KANSAS CITY, Mo. — Saying, “I have no reason to stop playing football,” Travis Kelce indicated Thursday that he intends to play in 2024 for the Chiefs.
“I love [playing with the Chiefs],” Kelce said. “We still have success, come in with the right mindset, and I just love the challenge that it gives me every single day to try and be at my best.
“I have no desire to stop anytime soon.”
Kelce, who turned 34 in October, said that he has given retirement some thought but that he was never serious enough about it to contemplate what he might do if he weren’t playing for the Chiefs.
“I’ve been fortunate to do a few things outside of the sports world that I’ve been enjoying doing, like getting on camera,” Kelce said. “The [‘Saturday Night Live’] stuff kind of opened up a new happiness and maybe a new career path for me.
“But it’s funny for me to even say that at this point in my career.
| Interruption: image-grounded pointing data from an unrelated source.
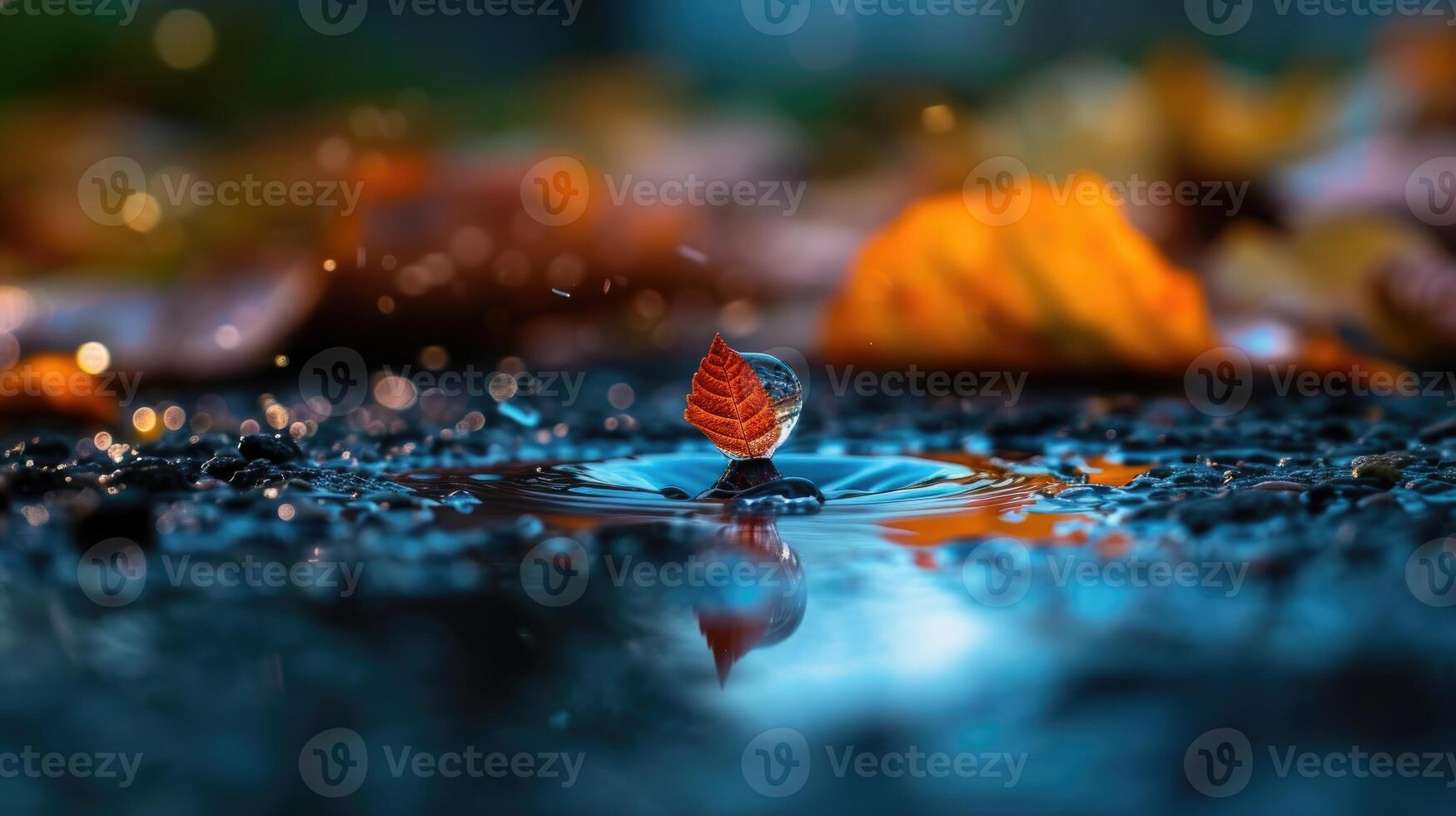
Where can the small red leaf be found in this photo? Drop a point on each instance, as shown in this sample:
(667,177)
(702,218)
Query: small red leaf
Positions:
(730,406)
I think it’s so much further down the road than it is right now.”
Kelce had his streak of seven straight 1,000-yard seasons, a record for a tight end, snapped this season when he finished 16 yards short. He could have played in last weekend’s final regular-season game against the Chargers, but opted instead to join Patrick Mahomes, Isiah Pacheco and others in taking the week off.
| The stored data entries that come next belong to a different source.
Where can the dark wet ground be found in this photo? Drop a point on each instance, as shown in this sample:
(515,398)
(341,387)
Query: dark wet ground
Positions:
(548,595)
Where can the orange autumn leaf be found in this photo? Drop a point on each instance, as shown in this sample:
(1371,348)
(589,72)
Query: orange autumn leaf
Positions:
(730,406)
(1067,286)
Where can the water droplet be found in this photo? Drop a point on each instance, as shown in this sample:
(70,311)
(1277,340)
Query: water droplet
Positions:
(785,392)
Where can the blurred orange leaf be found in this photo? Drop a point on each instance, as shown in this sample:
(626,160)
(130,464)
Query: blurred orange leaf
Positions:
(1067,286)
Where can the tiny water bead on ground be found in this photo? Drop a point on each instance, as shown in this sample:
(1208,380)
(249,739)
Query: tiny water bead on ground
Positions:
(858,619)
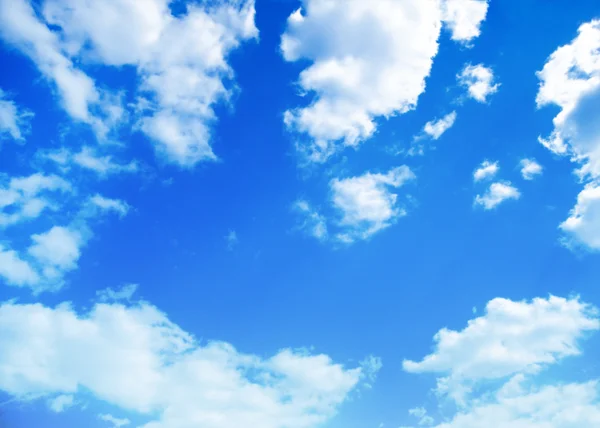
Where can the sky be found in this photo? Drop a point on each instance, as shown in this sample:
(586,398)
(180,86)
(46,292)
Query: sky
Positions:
(299,213)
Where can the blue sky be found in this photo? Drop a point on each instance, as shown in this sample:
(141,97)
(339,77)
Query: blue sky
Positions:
(298,214)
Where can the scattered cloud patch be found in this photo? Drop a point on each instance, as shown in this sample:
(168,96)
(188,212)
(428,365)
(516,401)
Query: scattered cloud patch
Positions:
(109,295)
(88,158)
(489,368)
(232,240)
(583,224)
(464,18)
(312,222)
(479,82)
(115,422)
(367,203)
(14,121)
(353,79)
(106,204)
(530,169)
(570,79)
(497,193)
(133,357)
(436,128)
(61,403)
(487,170)
(25,198)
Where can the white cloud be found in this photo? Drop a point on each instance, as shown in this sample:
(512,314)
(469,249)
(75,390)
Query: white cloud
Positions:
(570,79)
(497,193)
(115,422)
(135,358)
(20,27)
(511,338)
(109,295)
(61,403)
(369,60)
(25,198)
(530,169)
(14,121)
(421,414)
(479,81)
(583,224)
(105,204)
(313,223)
(232,239)
(464,18)
(436,128)
(181,60)
(367,203)
(492,367)
(58,248)
(15,270)
(486,171)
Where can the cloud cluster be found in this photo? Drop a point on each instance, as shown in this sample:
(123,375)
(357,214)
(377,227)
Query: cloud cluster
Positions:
(14,120)
(180,79)
(134,358)
(570,79)
(489,368)
(368,60)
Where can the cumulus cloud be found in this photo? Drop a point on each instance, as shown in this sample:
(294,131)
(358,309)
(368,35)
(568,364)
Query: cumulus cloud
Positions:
(464,18)
(497,193)
(60,403)
(14,121)
(367,203)
(25,198)
(83,101)
(88,159)
(181,61)
(368,60)
(570,79)
(583,224)
(115,422)
(530,169)
(134,358)
(479,81)
(109,295)
(486,170)
(436,128)
(491,367)
(106,204)
(312,222)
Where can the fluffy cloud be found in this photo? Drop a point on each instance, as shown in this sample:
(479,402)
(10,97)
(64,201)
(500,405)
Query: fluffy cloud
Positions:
(497,193)
(436,128)
(180,60)
(135,358)
(490,366)
(479,82)
(14,121)
(25,198)
(56,251)
(583,224)
(367,203)
(312,222)
(464,18)
(486,171)
(530,169)
(20,27)
(61,403)
(115,422)
(570,79)
(368,60)
(89,159)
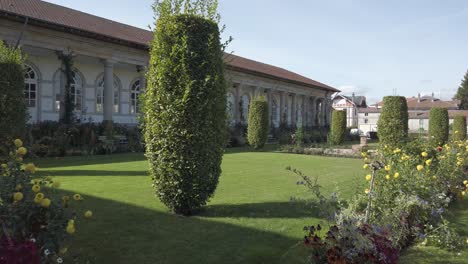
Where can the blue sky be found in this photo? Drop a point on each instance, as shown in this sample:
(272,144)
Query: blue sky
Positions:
(365,46)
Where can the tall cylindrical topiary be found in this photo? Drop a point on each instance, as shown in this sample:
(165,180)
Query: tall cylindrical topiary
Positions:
(392,127)
(13,110)
(257,129)
(184,108)
(459,128)
(338,127)
(438,125)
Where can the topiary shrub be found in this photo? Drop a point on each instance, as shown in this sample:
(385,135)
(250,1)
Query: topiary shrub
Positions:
(393,121)
(438,125)
(338,127)
(459,128)
(185,111)
(257,129)
(13,110)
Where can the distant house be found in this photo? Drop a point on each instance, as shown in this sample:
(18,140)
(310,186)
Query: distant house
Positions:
(350,104)
(418,113)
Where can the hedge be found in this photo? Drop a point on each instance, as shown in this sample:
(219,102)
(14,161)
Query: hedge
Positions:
(393,121)
(257,130)
(185,111)
(438,125)
(13,109)
(338,127)
(459,128)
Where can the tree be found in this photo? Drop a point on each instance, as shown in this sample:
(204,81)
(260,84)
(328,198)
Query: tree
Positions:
(393,121)
(338,127)
(459,128)
(438,125)
(462,93)
(185,109)
(257,129)
(13,109)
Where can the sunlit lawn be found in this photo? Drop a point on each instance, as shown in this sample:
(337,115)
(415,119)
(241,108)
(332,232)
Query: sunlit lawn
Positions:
(250,219)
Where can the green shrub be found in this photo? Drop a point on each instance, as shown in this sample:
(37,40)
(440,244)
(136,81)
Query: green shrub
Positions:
(438,125)
(13,111)
(257,130)
(393,121)
(459,128)
(185,111)
(338,127)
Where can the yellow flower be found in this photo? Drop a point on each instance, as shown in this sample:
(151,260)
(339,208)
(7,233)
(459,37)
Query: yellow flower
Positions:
(18,143)
(88,214)
(36,188)
(30,167)
(22,151)
(17,196)
(45,202)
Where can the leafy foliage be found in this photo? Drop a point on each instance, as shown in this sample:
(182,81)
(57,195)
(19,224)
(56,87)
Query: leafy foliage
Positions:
(462,93)
(13,111)
(338,127)
(459,128)
(185,111)
(257,130)
(438,125)
(393,122)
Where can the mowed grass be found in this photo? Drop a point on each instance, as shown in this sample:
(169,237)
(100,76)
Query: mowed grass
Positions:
(251,218)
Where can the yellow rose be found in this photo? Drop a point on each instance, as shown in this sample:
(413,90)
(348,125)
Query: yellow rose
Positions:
(17,196)
(45,202)
(18,143)
(88,214)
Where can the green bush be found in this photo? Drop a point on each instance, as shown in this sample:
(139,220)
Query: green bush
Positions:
(185,111)
(393,121)
(459,128)
(438,125)
(338,127)
(257,130)
(13,111)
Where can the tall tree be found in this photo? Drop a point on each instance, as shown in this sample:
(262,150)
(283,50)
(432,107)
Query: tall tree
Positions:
(462,93)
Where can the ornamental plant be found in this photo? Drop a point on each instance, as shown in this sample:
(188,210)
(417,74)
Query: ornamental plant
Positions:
(393,121)
(257,129)
(338,127)
(13,111)
(459,128)
(185,108)
(36,223)
(438,125)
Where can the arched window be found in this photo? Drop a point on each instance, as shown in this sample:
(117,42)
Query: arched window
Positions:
(100,95)
(134,97)
(30,86)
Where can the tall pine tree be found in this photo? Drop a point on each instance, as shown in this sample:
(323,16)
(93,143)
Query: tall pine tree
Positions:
(462,93)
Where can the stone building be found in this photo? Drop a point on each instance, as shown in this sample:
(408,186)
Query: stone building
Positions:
(109,70)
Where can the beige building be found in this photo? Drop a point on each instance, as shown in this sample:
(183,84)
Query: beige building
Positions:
(110,63)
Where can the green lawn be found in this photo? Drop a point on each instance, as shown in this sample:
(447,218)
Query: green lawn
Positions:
(250,219)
The Chiefs had clinched the AFC West championship and the conference’s third playoff seed the previous week.
“I just didn’t care enough about [1,000 yards],” Kelce said. “I felt like I could get some rest and let the guys go out there and just play the game instead of worrying about getting this old guy 16 yards. Just never felt right.”
It was a different kind of season for the Chiefs, who, at 11-6, lost more games than in any other season since 2017. Instead of having a prolific passing attack and a high-scoring offense, the Chiefs finished 15th in scoring and were carried in large part not by Mahomes and Kelce but by their defense.
Kelce called this season “a different journey” but one he enjoyed.
“It’s a new challenge to find ways to get open,” Kelce said. “It’s a new challenge to find ways to get wins. I think I went up to [defensive end Charles] Omenihu after one game or during one game and said, ‘Man, we’ve just got to become a team that just grinds these games out.’
“I think you’re always trying to challenge yourself to get back to that success because those are the expectations you set for yourself. So it’s not just accepting it, it’s still trying to get to those goals, but at the same time understand situational football towards the end of the games and be there when your team needs you the most.”
Meanwhile, coach Andy Reid, who turns 66 in March, said he hadn’t thought about whether he would retire at the end of the season.
“I figured that would come up … because I’m old,” Reid said. “But I’m not that old.”